2. Another favorite is a game called Cubic Disturbance (I had quite a time convincing my children that it didn't mean they had to do math). The goal in this game is to move a yellow block to the lowest level on the game. You can't possibly just pick it up and move it. You get it to move a little bit each time you strategically place a bomb next to it and let it off. Things work according to the natural laws of motion, and the fewer the bombs a child uses to achieve his goal, the higher the score.

3. Okay, these educational games are getting a little violent now - bombs first, and breaching a castle next in a game called Crush the Castle. If you've ever seen Castle Clout, press the Castle isn't that different. The story centers on the Redvonian king who has a terrible penchant for capturing and crushing castles. King Blutias of the neighboring state of Crushtania is so alarmed at being a tempting target that he goes and builds some very solid castles. It turns out that this just appears to the Redvonian King as a very tempting challenge. The child playing is the King's finest military mind, and it is his responsibility to find a way to Crush the Castle.

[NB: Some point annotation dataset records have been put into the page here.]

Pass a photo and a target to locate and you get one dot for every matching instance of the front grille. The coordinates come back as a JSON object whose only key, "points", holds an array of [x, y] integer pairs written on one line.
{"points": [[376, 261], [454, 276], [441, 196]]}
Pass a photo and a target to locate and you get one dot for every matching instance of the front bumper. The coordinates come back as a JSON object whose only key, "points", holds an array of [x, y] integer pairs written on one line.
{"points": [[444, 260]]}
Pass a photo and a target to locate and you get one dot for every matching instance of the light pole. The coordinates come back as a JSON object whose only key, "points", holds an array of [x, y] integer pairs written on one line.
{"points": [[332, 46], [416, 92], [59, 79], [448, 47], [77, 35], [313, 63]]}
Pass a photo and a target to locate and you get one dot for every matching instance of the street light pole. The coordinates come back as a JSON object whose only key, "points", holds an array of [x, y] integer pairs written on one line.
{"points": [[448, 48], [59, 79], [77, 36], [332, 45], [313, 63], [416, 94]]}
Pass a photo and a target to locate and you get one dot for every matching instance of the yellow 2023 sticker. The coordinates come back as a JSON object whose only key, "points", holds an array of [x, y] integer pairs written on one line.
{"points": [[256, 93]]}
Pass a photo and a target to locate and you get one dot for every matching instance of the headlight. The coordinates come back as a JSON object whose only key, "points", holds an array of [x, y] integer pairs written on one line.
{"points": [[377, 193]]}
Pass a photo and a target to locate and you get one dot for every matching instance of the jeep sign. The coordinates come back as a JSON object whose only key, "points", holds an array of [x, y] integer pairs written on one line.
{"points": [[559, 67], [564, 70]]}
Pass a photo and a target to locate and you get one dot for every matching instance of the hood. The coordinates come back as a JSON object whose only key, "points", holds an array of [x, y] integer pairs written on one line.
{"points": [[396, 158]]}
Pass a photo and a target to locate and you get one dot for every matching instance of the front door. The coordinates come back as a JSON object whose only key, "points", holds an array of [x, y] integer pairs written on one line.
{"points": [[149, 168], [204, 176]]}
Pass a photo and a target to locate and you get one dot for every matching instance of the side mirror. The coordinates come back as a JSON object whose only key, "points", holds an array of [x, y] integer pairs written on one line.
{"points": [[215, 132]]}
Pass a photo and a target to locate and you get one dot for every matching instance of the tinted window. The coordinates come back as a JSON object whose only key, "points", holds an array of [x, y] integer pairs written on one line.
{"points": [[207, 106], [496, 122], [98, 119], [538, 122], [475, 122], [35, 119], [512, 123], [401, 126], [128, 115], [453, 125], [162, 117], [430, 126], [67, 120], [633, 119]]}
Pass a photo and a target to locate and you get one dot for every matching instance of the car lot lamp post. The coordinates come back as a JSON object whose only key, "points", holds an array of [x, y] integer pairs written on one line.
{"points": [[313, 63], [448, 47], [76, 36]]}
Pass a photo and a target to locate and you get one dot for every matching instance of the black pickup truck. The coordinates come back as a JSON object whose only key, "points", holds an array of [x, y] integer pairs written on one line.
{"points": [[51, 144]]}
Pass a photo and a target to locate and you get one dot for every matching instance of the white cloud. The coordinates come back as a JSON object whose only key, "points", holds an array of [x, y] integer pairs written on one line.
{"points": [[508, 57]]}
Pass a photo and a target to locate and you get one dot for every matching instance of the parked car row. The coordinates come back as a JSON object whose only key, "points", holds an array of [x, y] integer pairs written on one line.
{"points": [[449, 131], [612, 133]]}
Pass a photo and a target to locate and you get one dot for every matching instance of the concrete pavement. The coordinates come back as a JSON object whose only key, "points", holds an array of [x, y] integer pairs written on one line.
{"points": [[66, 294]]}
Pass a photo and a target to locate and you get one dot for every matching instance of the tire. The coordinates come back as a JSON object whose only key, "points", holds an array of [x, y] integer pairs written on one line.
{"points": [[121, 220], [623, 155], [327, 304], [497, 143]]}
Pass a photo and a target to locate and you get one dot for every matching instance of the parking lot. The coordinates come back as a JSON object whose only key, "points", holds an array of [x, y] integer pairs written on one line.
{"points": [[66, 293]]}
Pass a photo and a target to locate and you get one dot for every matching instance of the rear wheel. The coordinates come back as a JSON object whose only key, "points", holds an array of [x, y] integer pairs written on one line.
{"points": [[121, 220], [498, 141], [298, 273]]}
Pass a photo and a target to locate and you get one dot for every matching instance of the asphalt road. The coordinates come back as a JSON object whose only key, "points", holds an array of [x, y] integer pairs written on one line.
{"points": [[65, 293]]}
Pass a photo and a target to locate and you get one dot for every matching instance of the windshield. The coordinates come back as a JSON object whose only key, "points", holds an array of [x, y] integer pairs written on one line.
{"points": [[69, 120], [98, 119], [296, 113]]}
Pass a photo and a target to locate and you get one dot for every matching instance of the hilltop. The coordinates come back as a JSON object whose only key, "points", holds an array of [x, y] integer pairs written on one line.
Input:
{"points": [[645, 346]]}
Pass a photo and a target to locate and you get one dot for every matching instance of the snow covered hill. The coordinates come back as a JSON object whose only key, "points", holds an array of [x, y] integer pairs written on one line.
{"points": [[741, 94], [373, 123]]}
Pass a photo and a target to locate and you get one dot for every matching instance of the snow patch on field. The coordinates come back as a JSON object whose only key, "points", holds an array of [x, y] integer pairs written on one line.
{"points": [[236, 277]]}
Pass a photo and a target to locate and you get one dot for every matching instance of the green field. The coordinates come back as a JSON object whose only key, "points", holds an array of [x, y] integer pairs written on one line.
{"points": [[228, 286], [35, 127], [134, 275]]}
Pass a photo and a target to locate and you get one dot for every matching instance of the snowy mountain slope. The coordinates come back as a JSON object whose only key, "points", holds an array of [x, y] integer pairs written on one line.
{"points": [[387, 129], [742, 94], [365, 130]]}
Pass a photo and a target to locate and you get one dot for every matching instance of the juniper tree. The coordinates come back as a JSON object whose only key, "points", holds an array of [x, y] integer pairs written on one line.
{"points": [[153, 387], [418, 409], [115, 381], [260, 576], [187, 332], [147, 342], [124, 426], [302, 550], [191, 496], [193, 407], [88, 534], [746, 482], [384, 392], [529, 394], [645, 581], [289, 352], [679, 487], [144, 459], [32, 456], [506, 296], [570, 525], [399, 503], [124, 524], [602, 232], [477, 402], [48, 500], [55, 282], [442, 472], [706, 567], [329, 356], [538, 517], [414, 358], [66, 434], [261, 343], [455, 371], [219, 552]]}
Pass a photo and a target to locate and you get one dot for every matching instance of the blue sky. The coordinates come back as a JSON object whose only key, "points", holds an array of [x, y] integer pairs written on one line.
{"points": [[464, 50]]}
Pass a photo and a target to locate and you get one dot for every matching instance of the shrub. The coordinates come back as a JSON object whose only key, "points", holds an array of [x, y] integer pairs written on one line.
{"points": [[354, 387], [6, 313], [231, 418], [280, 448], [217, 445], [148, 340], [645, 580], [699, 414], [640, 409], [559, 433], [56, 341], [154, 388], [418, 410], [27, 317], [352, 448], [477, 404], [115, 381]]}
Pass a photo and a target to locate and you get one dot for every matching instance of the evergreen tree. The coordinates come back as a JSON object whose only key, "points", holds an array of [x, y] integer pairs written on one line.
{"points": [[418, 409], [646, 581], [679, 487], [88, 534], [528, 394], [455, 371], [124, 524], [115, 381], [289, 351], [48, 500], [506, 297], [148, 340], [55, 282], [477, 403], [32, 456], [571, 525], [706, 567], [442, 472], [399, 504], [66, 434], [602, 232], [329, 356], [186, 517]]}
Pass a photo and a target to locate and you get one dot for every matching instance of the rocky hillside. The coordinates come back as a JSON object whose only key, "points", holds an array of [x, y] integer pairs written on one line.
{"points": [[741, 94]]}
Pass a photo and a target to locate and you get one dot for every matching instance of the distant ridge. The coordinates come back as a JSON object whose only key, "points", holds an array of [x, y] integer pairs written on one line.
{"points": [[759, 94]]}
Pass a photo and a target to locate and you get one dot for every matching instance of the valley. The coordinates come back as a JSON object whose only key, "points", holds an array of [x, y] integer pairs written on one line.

4. Final on her list of educational games for children is the attractively named Fantastic Contraption. It takes a child some time to really learn how the game can be entertaining, and that adds to its appeal. In the beginning of the game, you have a light blue box that contains a little red object. Your task is to get the red object from there to another part of the screen where there is a pink area. That is easier said than done; to get it there, you need to construct a vehicle with wheels, axles and all kinds of parts. The child's job is to build the vehicle out of mysterious-looking parts whose purpose doesn't entirely seem clear at first. It teaches your child the value of patience, and how you need to keep at it in the real world before you find out how something works.

Of all the games I brought to my children, Fantastic Contraption has been the biggest hit. It really is true; the more challenging and less available or approachable something is, the more children want it.